Today, staff at MBPC have soccer on the brain because we are geared up for the World Cup match between US and Germany later this morning.
Unfortunately, we aren’t in the business of analyzing soccer. However, we are in the business of analyzing budgetary issues that impact regular people. With that in mind, we decided to do a to do a head to head comparison of US vs. Germany.
Getting fit to play soccer? It will cost you 15.41% more to join a health club in Germany than in the US, and your gym shoes will cost you 38.74% more in Germany.
Watching soccer? Playing soccer might be more expensive in Germany but Americans shouldn’t get too excited because watching soccer is a different story. A cable and Internet package will cost you 35.66% more in the US and your beer will cost you 52.85% more for an import.
But the Germany vs. US comparisons can’t stop at soccer because there are a few things we can learn from our soccer rivals.

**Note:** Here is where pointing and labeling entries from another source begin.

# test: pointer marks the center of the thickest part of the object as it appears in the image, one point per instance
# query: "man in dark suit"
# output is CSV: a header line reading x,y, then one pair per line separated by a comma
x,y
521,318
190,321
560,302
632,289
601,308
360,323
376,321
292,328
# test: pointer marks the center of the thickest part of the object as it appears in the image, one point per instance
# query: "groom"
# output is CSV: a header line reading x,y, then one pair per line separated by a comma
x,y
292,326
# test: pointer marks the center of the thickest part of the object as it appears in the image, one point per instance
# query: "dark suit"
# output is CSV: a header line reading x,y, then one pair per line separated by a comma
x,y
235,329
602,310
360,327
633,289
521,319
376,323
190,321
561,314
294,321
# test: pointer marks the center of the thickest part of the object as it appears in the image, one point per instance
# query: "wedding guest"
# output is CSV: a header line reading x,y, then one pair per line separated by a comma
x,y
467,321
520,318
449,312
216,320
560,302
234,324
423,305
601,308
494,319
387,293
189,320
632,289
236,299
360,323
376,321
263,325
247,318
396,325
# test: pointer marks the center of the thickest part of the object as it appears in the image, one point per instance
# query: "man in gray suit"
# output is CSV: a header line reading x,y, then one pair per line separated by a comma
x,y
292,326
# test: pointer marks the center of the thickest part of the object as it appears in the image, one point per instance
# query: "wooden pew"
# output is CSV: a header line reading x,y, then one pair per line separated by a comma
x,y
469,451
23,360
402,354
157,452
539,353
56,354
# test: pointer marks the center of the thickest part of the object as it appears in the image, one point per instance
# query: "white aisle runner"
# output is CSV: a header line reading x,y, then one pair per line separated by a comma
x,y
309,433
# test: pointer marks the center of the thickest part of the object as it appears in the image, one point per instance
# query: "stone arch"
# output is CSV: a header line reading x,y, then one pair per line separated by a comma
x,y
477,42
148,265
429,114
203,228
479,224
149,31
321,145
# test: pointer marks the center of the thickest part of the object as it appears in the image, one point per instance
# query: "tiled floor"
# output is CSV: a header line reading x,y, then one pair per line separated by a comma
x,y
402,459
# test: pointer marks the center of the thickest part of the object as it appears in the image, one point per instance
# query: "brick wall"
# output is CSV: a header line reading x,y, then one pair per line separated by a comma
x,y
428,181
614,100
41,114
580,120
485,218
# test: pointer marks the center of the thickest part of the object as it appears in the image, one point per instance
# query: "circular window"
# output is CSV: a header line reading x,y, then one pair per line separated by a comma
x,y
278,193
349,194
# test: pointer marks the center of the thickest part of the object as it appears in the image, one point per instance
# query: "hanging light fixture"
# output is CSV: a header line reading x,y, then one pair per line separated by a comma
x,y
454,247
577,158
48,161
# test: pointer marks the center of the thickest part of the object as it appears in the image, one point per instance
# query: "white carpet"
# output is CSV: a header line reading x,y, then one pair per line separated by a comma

Maternity Leave. Germany far exceeds the United States in maternity leave. German mothers get up to 6 weeks before and 8 weeks after the birth of a child. Either parent can take up to 36 months of leave and up to 12 months is paid by the government. The United States is 6-12 weeks depending on the state, size of organization, and company policy.
University Tuition. As of next academic year, attending college in Germany will be tuition free (college was free until 2006 when fees were introduced in some areas). This is in stark comparison to tuition in the United States where tuition varies greatly. In Montana, tuition and fees to attend MSU or UM averages $6,399, and almost two-thirds of Montana students take out loans to pay for college, with an average total debt of $26,440.
So even though the US could learn a thing or two from the Germans, we are hopeful that the US World Cup team (with our German coach and a few German players) will teach the German team a thing or two on the soccer field.
Many of our comparisons came to us from Numbeo, an online database of user-contributed information.